In the vast majority of cases we are able to work on a fixed fee basis, as per the attached scale of conveyancing costs. However sometimes there may be unexpected complications or problems with a conveyancing transaction requiring additional work. In those cases we will endeavour to agree a fixed fee for the additional work, or advise you of the hourly charging rate of the fee-earner dealing with the file (currently £200 per hour, plus VAT (currently at the rate of 20%)) and give you our best estimate of the likely time required.

View our residential conveyancing costs

Additional Costs

In addition to our costs, the following disbursements may also be payable to third parties:

  • Land Registry office copy fees to obtain copy documents (the fee is currently £6 per title and a further £3 for each supplementary document).

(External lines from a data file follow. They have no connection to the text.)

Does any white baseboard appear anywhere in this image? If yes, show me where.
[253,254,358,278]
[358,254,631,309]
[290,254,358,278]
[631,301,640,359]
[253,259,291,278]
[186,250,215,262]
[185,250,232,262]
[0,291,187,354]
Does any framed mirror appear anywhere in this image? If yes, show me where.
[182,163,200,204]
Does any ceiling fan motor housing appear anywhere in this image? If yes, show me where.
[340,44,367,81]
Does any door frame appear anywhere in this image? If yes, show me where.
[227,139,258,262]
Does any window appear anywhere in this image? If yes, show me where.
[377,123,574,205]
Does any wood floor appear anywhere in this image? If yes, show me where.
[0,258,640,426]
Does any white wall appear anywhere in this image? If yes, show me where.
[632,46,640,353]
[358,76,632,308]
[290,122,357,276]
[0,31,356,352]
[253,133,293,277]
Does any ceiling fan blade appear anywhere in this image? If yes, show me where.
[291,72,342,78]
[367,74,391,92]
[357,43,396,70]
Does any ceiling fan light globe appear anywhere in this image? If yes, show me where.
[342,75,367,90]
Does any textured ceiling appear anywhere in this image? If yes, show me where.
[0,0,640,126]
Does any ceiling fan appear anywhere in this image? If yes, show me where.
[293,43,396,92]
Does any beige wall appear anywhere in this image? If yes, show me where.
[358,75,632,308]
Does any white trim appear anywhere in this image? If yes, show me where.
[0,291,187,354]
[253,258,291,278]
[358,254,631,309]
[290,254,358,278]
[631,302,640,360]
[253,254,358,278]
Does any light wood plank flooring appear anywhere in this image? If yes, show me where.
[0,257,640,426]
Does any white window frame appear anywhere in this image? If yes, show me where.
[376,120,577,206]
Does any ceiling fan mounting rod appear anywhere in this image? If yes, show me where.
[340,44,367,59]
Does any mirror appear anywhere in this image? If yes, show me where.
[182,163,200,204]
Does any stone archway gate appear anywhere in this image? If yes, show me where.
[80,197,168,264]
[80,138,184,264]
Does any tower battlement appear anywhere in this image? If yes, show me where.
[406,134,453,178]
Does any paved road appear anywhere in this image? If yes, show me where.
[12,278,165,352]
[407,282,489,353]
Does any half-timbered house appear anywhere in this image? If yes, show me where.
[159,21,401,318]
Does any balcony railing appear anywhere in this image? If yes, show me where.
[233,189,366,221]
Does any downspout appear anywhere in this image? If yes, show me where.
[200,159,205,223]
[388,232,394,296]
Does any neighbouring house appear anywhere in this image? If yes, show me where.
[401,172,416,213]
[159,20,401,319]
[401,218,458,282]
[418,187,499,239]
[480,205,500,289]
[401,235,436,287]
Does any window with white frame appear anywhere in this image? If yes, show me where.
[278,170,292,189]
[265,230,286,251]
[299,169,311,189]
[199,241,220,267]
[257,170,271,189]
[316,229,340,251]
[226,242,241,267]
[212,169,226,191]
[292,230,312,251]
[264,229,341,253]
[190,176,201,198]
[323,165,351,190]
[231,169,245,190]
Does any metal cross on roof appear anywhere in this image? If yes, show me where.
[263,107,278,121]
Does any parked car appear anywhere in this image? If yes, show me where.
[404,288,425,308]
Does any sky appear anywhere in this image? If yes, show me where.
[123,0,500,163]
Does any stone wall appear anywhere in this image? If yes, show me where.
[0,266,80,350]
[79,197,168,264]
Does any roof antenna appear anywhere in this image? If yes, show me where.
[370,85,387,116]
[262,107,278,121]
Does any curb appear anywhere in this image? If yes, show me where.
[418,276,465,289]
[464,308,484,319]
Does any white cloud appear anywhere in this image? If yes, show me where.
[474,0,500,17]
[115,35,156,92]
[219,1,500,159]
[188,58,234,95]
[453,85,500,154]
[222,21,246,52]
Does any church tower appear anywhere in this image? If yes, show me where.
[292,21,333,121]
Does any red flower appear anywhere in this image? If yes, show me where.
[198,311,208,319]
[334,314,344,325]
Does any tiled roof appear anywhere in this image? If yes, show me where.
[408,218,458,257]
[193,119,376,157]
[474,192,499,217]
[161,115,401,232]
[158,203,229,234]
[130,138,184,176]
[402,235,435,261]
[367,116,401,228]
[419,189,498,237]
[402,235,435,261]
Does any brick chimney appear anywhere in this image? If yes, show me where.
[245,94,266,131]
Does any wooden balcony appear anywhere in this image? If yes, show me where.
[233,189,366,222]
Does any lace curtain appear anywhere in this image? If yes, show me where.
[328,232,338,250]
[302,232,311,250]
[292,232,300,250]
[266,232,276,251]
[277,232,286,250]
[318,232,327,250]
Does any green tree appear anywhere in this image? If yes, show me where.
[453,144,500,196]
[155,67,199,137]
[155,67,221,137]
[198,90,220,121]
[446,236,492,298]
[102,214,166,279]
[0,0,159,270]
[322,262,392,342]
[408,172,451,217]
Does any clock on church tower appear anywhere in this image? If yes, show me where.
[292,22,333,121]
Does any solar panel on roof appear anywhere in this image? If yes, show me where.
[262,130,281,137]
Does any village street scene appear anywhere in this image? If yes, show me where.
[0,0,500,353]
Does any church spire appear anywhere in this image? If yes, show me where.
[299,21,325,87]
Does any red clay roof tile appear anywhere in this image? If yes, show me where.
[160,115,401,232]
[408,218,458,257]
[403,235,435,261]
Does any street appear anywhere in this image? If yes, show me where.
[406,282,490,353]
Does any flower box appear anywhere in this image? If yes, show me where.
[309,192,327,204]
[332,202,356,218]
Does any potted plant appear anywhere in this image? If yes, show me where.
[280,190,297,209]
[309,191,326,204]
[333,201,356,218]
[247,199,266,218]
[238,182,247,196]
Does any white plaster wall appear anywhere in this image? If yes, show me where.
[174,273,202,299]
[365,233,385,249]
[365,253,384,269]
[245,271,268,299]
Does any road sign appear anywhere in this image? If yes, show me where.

On a purchase transaction:

  • Search fees (for example local authority, mining, drainage and environmental searches) typically around £300.
  • Stamp Duty at the prevailing tax rates, calculated as a percentage of the purchase price of the property being purchased.
  • Land Registry fees in accordance with the Land Registry fee scale from time to time, again depending on the purchase price/consideration of the property. Fees are typically between £40 and £270, depending on whether title to the property is registered or not.

We will be able to advise exact figures when we receive details of your proposed transaction.

The above disbursements do not attract VAT.

As far as the timescale for residential conveyancing transactions is concerned it is notoriously difficult to predict the timescale in advance as there are so many variable factors outside our control.  We would typically estimate around twelve weeks, but transactions can complete in a shorter timescale or take much longer depending on whether you are part of a chain of transactions, response times of search providers, other solicitors, surveyors and mortgage lenders and the number and complexity of enquiries raised and issues encountered.

The key stages of a residential conveyancing transaction can be broadly summarised as follows:

  1. Pre-contract enquiries. This is where the solicitor for a prospective buyer builds up as much information as possible about the property, by analysing the title deeds and other relevant documents, carrying out searches, reviewing surveys and reports available and asking questions of the seller’s solicitors, and then reporting to the prospective buyer.
  2. Exchange of contracts. When stage 1 has been completed to the reasonable satisfaction of the buyer a completion date will be agreed between the parties and signed contracts will be exchanged between solicitors, thereby creating a legally binding agreement to proceed and fixing all the terms of the deal.
  3. Completion. This is the actual date of change of ownership of the property. The purchase price is paid to the seller’s solicitors on the completion date and keys are handed over to the buyer, who then takes vacant possession of the property (or the right to receive the rental income in the case of a tenanted investment property).
  4. Registration. Post-completion the buyer’s solicitor will submit an application to the Land Registry to formally register the buyer as the new owner of the property, and then report to the buyer and (if relevant) their mortgage lender.